We’re so fucking polite.

We sit in awkward silence. It’s been sixty-three days since I’ve seen her. You’d think her impact on me would’ve been lessened by them, but no. I’m just as fucked where she’s concerned as the day I watched her drive away from Mike’s house.

“I saw Beau today.”

“Yeah? How’s he doing?”

“Good. I told him the good news.”

“He must be relieved.”

“Yeah, he is.”

“I’m glad. I hope everything works out with the hearing.”

“Me too.”

“Why are you here?” I think I have the right to ask that after everything.

She rubs her palms on her jeans. “I came to tell you that you were right.”

“About what?”

“Me. Us. Everything.”

What does she expect me to say? There is no “us” for me to be right about.

I jab a thumb over my shoulder. “I have a project due Monday.”

“Right. Sorry. I’ll get to the point.”

She digs her palms into her thighs. I notice all of her fingernails are bitten down to nothing. The makeup around her eyes is smudged and missing in places. There’s a tear in her shirt. She’s lost weight. And her hair, always so perfect before, is black before the blue starts. But there’s not a woman in the world who compares to her.

She turns her body fully toward me. “What I said to you that day on the beach. It’s true. It’s more true now than it was then. Everything with Beau isn’t settled. The hearing might not go his way. I’m going to take a chance here because if I don’t he might never speak to me again.”

“Is that why you’re here, because he made you come?”

She shakes her head. “No. Beau’s never been able to make me do anything. Pisses him off.”
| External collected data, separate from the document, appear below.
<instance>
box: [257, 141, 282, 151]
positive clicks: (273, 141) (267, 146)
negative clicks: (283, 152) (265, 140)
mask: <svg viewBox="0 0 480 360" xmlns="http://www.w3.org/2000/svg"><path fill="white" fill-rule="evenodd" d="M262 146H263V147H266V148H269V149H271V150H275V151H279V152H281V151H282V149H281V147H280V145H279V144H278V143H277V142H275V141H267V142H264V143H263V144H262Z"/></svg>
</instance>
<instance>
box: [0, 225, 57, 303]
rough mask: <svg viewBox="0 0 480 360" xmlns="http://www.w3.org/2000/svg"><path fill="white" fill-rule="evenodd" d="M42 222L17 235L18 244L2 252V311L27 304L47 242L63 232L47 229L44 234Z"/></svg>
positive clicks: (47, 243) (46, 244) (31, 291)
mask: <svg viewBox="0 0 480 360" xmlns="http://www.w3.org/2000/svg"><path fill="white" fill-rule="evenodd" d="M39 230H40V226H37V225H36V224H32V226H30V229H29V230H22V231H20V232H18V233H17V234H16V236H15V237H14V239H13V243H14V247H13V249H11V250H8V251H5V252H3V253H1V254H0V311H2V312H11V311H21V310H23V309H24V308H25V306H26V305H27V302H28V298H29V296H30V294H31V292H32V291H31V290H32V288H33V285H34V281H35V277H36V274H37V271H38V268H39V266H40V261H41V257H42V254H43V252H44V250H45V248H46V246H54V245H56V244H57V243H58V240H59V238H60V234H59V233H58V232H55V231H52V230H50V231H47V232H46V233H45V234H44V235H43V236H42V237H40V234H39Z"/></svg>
“I know the feeling,” I mumble.

“Anyway, he said something that was a lot like something you said and it got me thinking. About life and about how I’ve been doing time like him except on the outside. And I realized that even when he gets out I’ll still think of reasons why I can’t move on until he does. It could be forever, maybe. Or not at all, if the judge decides there’s not enough evidence to free him.

“I looked into the future and it scared the shit out of me. I can’t go on like I have been. And I especially can’t go on without you. Because I love you and I want you in my life. I want you to be sitting next to me, holding my hand, when the judge delivers his decision. And I want to go home with you and deal with whatever that decision is. So I’m here asking if you still feel the same about me and if you’re willing to walk through the uncertainty with me.”

My body moves before my brain tells it to. I’m kneeling in front of her, taking her hands in mine. They feel small and strange and familiar all at the same time. She’s crying when I kiss her. I can’t believe I went so long without touching her and kissing her.